Не заплакал и, что уж там, даже не поморщился Бехим-землепашец и тогда, когда настало время встретиться с младшеньким. Пусть и незримо. Пусть вовсе не так, как он представлял себе все те долгие звездные обороты, что сменялись безликими фигурами над его хмельной головой…

Самообладание изменчиво. Оно оставило Умма, как только отец выломал амбарную дверь, ворвался в укрытие Дамры и потянулся обожженными ручищами к ней и новорожденному. Потянулся явно не для того, чтобы обнять. Тронувшийся умом отец имел иную цель: придушить обоих. И еще одну, затаенную. Та цель ждала своего часа, вскипая яростью в помутненном рассудке.

«Горидукх. Свадьба. Ужо повеселюсь я на свадьбе твоего милого, Дамра!»

Умм этого не знал. Ему было достаточно, что сестра и племянник – в смертельной опасности. Пока входная дверь сотрясалась от тяжелых ударов, юноша отчаянно надеялся на силу молитвы и ритуального знака. На что еще мог сгодиться он, сторонний наблюдатель, заброшенный в родной амбар, словно в дурной сон, волей нездешней жрицы-чернокнижницы?

Все изменилось в тот самый миг, когда в чулане материализовался отец.

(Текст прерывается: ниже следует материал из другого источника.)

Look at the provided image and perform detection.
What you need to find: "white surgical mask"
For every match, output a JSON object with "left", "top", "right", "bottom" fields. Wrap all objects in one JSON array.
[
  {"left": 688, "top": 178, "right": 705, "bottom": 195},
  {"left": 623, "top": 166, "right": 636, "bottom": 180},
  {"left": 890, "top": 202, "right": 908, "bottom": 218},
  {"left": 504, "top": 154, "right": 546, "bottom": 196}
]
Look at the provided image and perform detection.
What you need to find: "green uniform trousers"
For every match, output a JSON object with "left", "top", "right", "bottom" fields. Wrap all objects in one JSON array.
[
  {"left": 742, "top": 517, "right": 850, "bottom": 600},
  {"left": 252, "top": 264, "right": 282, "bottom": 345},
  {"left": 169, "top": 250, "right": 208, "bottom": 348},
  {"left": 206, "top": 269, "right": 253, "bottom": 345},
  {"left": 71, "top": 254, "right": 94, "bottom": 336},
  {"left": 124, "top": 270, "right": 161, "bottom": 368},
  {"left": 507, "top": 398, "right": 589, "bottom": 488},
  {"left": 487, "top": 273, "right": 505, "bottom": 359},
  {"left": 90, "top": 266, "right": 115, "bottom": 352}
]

Вернее, какой-то жестокий и страшный хархи, лишь отдаленно похожий на Уммова отца. Тогда юноша осознал: прямо сейчас (если только Йанги не дразнится и все это происходит на самом деле) вот-вот свершится непоправимое. Ничего уже нельзя будет вернуть, переделать, переписать заново. Фатальная угроза зловеще маячила на горизонте черным флагом. Именно она заставила молодого стражника, презрев беспомощность, пересмотреть границы своей власти. Границы воображаемого и реального, сна и яви, осязаемого и незримого. «Их, видно, никогда и не существовало, коли такие дела творятся под сенью Матери звезд…»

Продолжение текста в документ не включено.